A little gratitude to he was on historical lows “as 161 to 146, so far, the USD may not change the tendency in my opinion,” Goth said.
Min Joe Kahn, Senior Economist of Japan and South Korea in Dutch Bank Ing shares, but also noted that the incoming tourism could still grow, given that the number of Chinese tourists has not yet resumed to the previous level.
“The measures announced over the weekend to increase consumption also include support for increased wage growth and stimulating Chinese asset markets. This can increase Chinese tourism,” she added.
Beijing on Sunday rolled up A plan for raising consumption, calling for salaries raising, as well as “several measures” to stabilize the stock market.
The weaker growth of tourism does not necessarily mean that the expansion of Japan’s GDP will fall from the cliff. Mann Meng said that the contribution of internal consumption in Japan will improve, given the strong job market and raising wages.
In this photo taken on February 20, 2025, 634-meter (2080 feet) Tokyo Skytra (L) was shown from the train line near the Japanese capital.
Kazuhiro Nogi | AFP | Gets the image
Japan’s largest labor union announced last Friday that he managed to provide on average By 5.46% increase of wages Since April its largest growth in 34 years.
“Thus, tourism can alleviate, but then internal consumption can take over as a height driver,” Man said.
If I were a Japanese grateful, Kang Ing said it would be a more positive effect on the domestic economy, which increases private consumption and services.
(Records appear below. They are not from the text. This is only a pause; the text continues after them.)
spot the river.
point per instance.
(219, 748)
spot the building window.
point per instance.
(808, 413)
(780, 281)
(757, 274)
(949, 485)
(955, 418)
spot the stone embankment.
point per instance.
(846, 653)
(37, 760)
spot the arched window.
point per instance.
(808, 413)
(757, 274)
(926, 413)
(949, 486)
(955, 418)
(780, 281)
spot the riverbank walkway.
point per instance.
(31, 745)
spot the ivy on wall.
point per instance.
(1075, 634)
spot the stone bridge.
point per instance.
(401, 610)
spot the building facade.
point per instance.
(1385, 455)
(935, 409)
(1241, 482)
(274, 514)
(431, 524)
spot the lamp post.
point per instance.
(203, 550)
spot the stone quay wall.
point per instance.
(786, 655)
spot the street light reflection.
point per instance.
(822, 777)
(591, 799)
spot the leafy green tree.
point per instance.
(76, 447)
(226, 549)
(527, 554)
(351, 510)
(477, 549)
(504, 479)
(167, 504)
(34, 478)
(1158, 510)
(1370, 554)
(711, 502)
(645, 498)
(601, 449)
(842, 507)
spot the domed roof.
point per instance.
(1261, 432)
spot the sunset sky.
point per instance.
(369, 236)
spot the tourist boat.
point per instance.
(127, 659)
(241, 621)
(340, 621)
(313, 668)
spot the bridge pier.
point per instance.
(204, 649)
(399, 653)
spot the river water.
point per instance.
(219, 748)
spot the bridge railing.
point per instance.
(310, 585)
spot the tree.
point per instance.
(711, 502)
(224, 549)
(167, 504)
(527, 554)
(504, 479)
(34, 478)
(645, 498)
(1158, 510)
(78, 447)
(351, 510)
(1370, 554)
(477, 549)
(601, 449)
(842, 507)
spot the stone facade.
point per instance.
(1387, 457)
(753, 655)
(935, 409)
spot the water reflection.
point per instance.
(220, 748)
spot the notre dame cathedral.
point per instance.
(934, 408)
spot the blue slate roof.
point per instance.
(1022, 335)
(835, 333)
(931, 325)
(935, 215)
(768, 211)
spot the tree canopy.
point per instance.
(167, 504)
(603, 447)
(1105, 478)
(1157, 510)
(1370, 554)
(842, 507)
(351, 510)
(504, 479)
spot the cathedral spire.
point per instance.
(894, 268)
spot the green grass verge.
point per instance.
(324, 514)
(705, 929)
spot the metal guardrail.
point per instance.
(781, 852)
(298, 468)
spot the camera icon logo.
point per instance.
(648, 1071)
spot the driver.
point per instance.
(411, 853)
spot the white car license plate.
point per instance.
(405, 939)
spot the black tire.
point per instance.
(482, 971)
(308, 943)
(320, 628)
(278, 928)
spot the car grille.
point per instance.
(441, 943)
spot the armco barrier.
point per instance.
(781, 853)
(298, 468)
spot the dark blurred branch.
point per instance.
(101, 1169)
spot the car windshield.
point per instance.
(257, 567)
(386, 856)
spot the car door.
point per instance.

Gota also stated that the gradual force in it could slow down the costs and improve the real salary among the domestic residents. This will help transfer GDP’s contribution from foreign costs.
Moreover, Goto said that while checks have become the main problem in regions such as Kyoto, foreign demand clearly supports the salaries and inflation positive feedback that Boj wants to achieve.
He also noted that “regional governments may consider higher taxes for foreign visitors (hotels, airports, etc.), which can support the Japanese fiscal situation when driving tourist flows.”
Mann came to the conclusion, saying that tourism was a much greater participant than anyone has been waiting for something in the last two years, and “will remain a significant participant in Japan’s economy, before it will shut down and replace slightly stronger deposits from internal consumer expenses.”
“The weakness of the yen will probably start to turn at least this year, but it will be a long process, not turn in just one -two months.” Mann added.